One of the most important results of the Damascus conference was the announcement by the Lebanese government of its intention to host the next round of the refugee conference in Beirut, no later than the end of next month, in order to confirm Lebanon’s partnership in the Russian-Syrian political effort. The Lebanese position aims to ensure Lebanon can use the Syrian refugee card in the Syrian ballot boxes that will open on the date of the presidential elections and receive about half a million votes, in favor of Assad.

The National Coalition for Syrian Revolutionary and Opposition Forces, which became aware of the Russian-Syrian intentions, took the initiative, based on direct and hasty Western advice, to form an elections commission that would contact voters in countries of asylum, guide them and train them to go through such an experience, or at least warn them of the regime’s attempts to infiltrate them. However, that rushed decision immediately fell under the pressure of the Syrian opposition, which has never and will never accept the idea of ​​participating in an electoral process while Assad is in power. More importantly, the opposition is not ready to come to terms with the idea that the international community would stoop so low as to invite refugees to cast their votes abroad, on the promise that Assad will be brought down by the power of those votes.

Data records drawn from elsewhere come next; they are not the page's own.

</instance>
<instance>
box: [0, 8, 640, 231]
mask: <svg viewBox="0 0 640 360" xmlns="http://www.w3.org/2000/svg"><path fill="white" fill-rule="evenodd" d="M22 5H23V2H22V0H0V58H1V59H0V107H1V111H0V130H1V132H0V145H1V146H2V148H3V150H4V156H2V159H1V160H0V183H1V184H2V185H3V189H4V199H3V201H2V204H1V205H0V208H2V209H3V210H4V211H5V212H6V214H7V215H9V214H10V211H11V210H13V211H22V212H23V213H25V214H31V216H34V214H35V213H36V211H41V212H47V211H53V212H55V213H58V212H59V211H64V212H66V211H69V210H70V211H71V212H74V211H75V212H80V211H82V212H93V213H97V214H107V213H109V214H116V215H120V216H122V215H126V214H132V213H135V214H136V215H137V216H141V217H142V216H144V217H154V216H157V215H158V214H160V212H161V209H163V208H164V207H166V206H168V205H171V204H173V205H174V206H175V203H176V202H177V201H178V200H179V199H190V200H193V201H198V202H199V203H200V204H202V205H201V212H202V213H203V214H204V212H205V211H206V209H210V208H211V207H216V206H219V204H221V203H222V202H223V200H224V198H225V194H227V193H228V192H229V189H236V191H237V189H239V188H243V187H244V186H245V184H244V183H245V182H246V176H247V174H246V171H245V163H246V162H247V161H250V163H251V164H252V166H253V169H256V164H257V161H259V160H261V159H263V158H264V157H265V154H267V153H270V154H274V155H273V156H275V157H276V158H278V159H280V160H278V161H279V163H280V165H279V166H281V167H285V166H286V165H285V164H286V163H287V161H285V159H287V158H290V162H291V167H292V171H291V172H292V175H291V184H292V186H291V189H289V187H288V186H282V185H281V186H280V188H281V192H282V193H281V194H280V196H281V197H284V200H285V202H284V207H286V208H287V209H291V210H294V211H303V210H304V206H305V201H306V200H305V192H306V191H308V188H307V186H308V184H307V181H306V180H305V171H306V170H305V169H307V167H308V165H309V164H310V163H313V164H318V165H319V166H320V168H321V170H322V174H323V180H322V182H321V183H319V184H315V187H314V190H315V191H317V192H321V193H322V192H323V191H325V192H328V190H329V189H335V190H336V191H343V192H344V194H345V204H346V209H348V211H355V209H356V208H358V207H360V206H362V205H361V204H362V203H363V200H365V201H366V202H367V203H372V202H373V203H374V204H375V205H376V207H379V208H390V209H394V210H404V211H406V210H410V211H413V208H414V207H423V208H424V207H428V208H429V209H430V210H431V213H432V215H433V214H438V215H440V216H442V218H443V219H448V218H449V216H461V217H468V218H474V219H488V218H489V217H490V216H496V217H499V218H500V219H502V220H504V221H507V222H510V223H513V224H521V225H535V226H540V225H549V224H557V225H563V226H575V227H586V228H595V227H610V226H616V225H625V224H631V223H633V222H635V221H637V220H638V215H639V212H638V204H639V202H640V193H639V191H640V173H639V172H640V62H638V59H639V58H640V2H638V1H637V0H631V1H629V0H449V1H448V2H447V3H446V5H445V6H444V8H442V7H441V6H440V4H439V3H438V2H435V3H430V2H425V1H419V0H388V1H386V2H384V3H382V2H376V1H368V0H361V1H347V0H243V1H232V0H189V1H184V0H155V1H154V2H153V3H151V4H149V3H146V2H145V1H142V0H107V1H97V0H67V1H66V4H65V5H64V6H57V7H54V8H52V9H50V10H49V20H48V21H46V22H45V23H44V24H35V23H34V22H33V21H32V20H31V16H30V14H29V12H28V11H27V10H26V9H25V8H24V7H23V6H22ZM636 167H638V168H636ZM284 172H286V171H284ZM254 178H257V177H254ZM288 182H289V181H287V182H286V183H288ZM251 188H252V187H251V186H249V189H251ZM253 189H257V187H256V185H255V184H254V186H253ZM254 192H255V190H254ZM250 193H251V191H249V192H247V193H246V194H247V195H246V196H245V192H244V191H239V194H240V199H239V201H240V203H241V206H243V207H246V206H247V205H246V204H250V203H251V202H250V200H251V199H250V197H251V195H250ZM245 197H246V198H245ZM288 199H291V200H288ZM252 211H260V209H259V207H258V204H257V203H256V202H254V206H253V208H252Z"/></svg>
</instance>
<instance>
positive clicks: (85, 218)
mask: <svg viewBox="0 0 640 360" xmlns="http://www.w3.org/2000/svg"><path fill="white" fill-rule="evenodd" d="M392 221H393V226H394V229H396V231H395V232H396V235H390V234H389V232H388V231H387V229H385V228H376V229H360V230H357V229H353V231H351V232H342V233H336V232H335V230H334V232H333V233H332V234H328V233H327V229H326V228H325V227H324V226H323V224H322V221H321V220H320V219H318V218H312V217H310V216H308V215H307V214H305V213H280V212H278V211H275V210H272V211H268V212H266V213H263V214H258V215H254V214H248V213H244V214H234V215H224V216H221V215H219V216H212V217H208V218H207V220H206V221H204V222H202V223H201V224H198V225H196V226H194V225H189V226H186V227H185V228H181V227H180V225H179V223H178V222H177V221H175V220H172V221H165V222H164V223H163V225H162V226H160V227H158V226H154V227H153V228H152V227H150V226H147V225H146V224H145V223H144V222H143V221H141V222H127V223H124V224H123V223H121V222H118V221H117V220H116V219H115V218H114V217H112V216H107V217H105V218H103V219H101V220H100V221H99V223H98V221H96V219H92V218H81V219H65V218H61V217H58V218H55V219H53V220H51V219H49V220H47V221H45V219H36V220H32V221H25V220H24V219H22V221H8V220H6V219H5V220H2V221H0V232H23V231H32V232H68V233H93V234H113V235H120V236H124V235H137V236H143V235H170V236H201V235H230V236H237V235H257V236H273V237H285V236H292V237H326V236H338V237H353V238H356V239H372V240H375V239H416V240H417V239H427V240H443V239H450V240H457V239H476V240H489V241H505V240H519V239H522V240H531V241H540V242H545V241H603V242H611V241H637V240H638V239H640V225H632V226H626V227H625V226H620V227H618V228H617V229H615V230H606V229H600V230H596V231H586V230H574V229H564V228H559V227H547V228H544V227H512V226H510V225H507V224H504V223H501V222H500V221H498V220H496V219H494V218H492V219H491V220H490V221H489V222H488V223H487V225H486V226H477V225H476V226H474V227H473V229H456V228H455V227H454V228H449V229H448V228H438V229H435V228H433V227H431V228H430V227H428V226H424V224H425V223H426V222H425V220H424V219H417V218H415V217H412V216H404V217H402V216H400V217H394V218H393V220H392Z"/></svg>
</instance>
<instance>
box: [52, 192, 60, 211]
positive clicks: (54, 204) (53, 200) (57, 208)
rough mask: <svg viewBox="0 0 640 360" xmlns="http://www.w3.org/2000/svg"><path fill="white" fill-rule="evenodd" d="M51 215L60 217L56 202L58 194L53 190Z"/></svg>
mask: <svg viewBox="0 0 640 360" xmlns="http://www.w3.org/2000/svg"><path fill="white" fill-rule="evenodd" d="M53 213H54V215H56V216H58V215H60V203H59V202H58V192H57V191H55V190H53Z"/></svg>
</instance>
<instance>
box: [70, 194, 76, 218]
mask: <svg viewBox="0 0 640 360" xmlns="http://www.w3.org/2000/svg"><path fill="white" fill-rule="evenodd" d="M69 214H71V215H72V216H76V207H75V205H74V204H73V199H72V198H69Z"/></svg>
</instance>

A number of members of the US House of Representatives moved, a few days ago, to advance a bill calling on the administration of President-elect Joe Biden not to recognize the legitimacy of the Assad regime and its right to run for the next presidential elections, at a time when it seems that the new US administration is heading towards increasing pressure on the Russians and the Syrian regime, in order to provide an adequate basis for a bilateral settlement that would lead to an end to the Syrian war.

The political bickering between Moscow and Washington is escalating day after day, under the rubric of the battle for the Syrian presidency, and whether refugees can or should be included in the voting process, and whether the United Nations is qualified to organize that process in countries of asylum, except for Lebanon, of course, where the results are already ready, same as the results in the regime-controlled areas.

The situation begs a few questions, including whether Assad has the right to run, and whether it is possible to find competing candidates abroad, maybe someone belonging to the Syrian opposition, whose members have begun to dream of returning to the homeland on a presidential horse.